# Borax



## Lopi (Apr 11, 2017)

Anyone know if it's safe to use borax to help get the pee smell out of hedge related laundry? IE: their fleece blankets and stuff?

It's natural, and hippies love it because of how "safe" it apparently is, and back in the day they used it to clean diapers in the laundry.

The evidence so far is that it seems very safe, but was wondering if there are informed opinions on it here. It apparently doesn't have much of a scent.


----------



## nikki (Aug 28, 2008)

Vinegar in the wash will get the smell out of the liners and it is 100% safe and natural.


----------



## hanayokoizumi (Dec 28, 2016)

Personally, if possible, i would use alternatives that are already known to be safe (especially by experienced hedgie owners), such as vinegar like Nikki said, and I suggest you do too. 
But, If youre planning on using actual borax (like the powder stuff you see in laundry isles in target) , as long as you wash it out of the fleece well I think it would be safe.
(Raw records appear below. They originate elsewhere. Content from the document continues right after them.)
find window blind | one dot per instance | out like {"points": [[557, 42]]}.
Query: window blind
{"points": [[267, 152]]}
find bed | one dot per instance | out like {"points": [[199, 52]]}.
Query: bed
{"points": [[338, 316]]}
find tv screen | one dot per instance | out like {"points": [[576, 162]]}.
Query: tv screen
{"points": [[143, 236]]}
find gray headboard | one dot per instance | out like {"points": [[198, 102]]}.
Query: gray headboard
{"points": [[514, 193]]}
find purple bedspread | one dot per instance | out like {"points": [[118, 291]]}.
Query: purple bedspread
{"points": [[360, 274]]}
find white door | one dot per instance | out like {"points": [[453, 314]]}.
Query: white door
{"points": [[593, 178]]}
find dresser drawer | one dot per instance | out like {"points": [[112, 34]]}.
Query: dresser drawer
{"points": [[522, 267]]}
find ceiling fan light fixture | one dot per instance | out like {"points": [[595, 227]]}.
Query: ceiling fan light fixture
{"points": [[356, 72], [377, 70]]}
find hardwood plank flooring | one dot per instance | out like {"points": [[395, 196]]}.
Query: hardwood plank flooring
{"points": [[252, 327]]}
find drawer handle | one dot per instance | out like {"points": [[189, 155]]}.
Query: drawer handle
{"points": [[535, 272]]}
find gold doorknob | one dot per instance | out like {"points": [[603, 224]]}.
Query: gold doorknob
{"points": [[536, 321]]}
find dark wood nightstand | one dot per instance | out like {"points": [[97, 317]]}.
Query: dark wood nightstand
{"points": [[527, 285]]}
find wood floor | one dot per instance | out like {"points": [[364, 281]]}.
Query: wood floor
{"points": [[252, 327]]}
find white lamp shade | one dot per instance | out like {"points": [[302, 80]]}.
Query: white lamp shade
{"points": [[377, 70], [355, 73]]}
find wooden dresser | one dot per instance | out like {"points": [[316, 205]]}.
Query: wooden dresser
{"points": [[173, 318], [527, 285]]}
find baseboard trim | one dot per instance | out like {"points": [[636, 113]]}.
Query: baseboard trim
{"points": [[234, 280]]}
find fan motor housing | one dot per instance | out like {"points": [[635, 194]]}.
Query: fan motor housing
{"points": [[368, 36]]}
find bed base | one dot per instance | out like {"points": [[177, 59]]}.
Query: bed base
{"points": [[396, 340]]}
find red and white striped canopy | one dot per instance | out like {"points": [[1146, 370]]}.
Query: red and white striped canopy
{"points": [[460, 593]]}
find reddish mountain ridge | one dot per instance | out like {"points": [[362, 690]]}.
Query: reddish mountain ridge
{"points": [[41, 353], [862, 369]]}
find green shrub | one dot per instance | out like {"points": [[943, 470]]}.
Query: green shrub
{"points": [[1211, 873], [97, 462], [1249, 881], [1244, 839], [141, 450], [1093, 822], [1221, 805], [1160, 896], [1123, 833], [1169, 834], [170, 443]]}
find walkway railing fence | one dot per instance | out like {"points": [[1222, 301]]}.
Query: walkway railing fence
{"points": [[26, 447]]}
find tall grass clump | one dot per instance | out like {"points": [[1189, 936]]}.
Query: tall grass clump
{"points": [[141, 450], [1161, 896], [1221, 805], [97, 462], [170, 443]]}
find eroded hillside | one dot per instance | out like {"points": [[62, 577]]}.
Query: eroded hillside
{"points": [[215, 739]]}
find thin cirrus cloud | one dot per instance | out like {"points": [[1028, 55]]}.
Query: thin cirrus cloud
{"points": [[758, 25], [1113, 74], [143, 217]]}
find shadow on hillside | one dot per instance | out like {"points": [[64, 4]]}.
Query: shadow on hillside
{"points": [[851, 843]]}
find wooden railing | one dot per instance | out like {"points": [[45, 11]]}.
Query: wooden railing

I make slime often, and i use a borax water mix to make it solidify, and it's safe to use unless ingested. Hedgehogs do absorb things through their skin more easily though, so if it wasnt fully washed out not only is there the risk of the hedgie eating it, but possibly getting it on the skin (although i feel that would be much harder to happen) and absorbing. 
I'm no expert on this, or this subject, so try it at your own risk. I still suggest using vinegar, but if you absolutely have to use borax make sure you rinse extremely well.


----------



## Lopi (Apr 11, 2017)

How much vinegar do I put in? Do I throw it in with the detergent?


----------



## nikki (Aug 28, 2008)

I use a cup of vinegar and add it at the beginning of the was while its filling.


----------



## Lopi (Apr 11, 2017)

I'm really just on a mission to not use vinegar. The stuff is so smelly to me. I guess I can try and gauge the stank, but if it's too smelly I think I'll give borax a shot. It's completely natural and has been used for so long I can't imagine if it's rinsed out in the wash it could possibly do any harm.


----------



## twobytwopets (Feb 2, 2014)

The benefit of vinegar is it somehow makes the laundry rinse better. It kinda strips out the fibers. And there is pretty much no smell from it once things are washed and dried. 
Most fabrics that are being washed already have a soap buildup in the fibers. That soap buildup gives odor a place to hang out. 
If you're not totally against using vinegar but notice a smell after it's washed and dried. Maybe run a cycle with only vinegar, no detergent, borax, washing soda, soaps, scent boosters or anything like that. Then after it's ran through the wash on a vinegar only cycle, then wash again with your unscented detergent.


----------



## ArizonaHazelnut (Nov 16, 2016)

Vinegar is just awesome, and its really not worth worrying about the scent (IMO). I use a 50/50 vinegar and water mix to clean Hazel's cage, and if you let it everything dry for a few minutes, the smell is completely gone! Hazel doesn't mind it one bit, and I'm a happy camper cause the cage doesn't smell. Using vinegar in the wash helps deodorize items, and as twobytwo mentioned, they rinse out better.


----------